As construction progresses, the Company records the project construction costs incurred as an asset, along with a corresponding facility lease obligation, on the consolidated balance sheet for the total amount of project costs incurred whether funded by the Company or the landlord. Upon completion of the buildings, the Company will determine if the asset and corresponding financing obligation should continue to be carried on its consolidated balance sheet under the appropriate accounting guidance. Based on the current terms of the lease, the Company expects to continue to be the deemed owner of the buildings upon completion of the construction period. As of September 30, 2014, the Company has recorded construction in progress and a facility lease obligation of $171.3 million (including the current portion of the obligation of $5.0 million).

The initial term of the lease is for 15 years from substantial completion of the buildings with options to renew for three terms of five years each at market-based rates. The base rent is subject to increases over the term of the lease.

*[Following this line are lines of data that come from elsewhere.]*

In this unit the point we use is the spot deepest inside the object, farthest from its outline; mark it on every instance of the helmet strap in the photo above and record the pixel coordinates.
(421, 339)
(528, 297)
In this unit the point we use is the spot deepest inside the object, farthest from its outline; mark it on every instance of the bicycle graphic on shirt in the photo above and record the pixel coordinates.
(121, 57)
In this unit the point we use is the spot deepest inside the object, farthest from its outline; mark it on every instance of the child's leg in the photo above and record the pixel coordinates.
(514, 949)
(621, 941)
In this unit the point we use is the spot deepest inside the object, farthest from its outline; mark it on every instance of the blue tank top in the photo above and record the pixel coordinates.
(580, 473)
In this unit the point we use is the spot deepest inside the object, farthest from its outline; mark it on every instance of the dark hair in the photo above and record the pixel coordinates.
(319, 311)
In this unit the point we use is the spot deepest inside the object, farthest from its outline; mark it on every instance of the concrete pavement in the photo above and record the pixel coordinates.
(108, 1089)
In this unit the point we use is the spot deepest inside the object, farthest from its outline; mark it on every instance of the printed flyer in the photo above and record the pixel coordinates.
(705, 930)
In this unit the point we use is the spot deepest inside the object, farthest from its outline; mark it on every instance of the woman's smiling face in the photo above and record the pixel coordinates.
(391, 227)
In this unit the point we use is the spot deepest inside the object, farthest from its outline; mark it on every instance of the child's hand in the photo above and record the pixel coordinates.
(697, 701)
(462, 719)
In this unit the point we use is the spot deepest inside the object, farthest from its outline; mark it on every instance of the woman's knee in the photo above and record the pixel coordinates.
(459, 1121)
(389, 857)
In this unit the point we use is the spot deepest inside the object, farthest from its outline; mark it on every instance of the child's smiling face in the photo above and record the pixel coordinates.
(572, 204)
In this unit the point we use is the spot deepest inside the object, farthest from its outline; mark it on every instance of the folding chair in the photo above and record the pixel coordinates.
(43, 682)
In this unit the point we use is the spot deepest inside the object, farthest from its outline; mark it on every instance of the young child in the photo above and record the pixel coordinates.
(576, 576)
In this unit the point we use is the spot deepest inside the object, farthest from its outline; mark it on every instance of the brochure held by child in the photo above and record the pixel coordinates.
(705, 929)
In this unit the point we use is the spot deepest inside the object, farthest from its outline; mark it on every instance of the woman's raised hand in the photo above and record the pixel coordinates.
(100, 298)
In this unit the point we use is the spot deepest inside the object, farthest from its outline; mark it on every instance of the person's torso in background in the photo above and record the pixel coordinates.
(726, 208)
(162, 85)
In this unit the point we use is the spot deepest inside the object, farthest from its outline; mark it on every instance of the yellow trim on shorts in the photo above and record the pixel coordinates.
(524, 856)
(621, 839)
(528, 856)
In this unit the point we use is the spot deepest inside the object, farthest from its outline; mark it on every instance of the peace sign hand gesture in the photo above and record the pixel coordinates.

Based on the original and amended leased space, the non-cancelable minimum annual lease payments for the annual periods beginning upon commencement of the lease are $5.3 million, $8.4 million, $26.6 million, $30.4 million and $30.9 million in the first five years of the lease and $347.1 million in total thereafter, plus the Company’s share of the facility operating expenses and other costs that are reimbursable to the landlord under the lease. The Company has the right to sublease portions of the space and is currently planning to sublease approximately 170,000 square feet of the total of 386,000 square feet available.

The Company maintains a letter of credit as security for the lease of $9.2 million, which is supported by restricted cash.

Lausanne, Switzerland

In January 2013, the Company entered into a lease agreement for approximately 22,000 square feet of office space in a building which the Company occupied in 2014. The term of the lease is for ten years, with options for extension of the term and an early termination at the Company’s option after five years. Future non-cancelable minimum annual lease payments under this lease are expected to be approximately $261,000 in 2014, $1.1 million in 2015, 2016, 2017 and 2018 and $5.5 million in total thereafter.

Total rent expense for the leases described above as well as other Company leases for the three-month and nine-month periods ended September 30, 2014 and 2013 was $1.9 million and $1.5 million, respectively, and $5.7 million and $4.4 million, respectively. Contingent rent expense for the three-month and nine-month periods ended September 30, 2014 and 2013 was $167,000 and $186,000, respectively, and $519,000 and $526,000, respectively. Total future non-cancelable minimum annual rental payments for the leases described above as well as other Company leases, for the next five years and thereafter are $2.3 million, $14.0 million, $15.6 million, $33.7 million, $37.6 million and $387.2 million, respectively, not including any offset from potential sublease payments.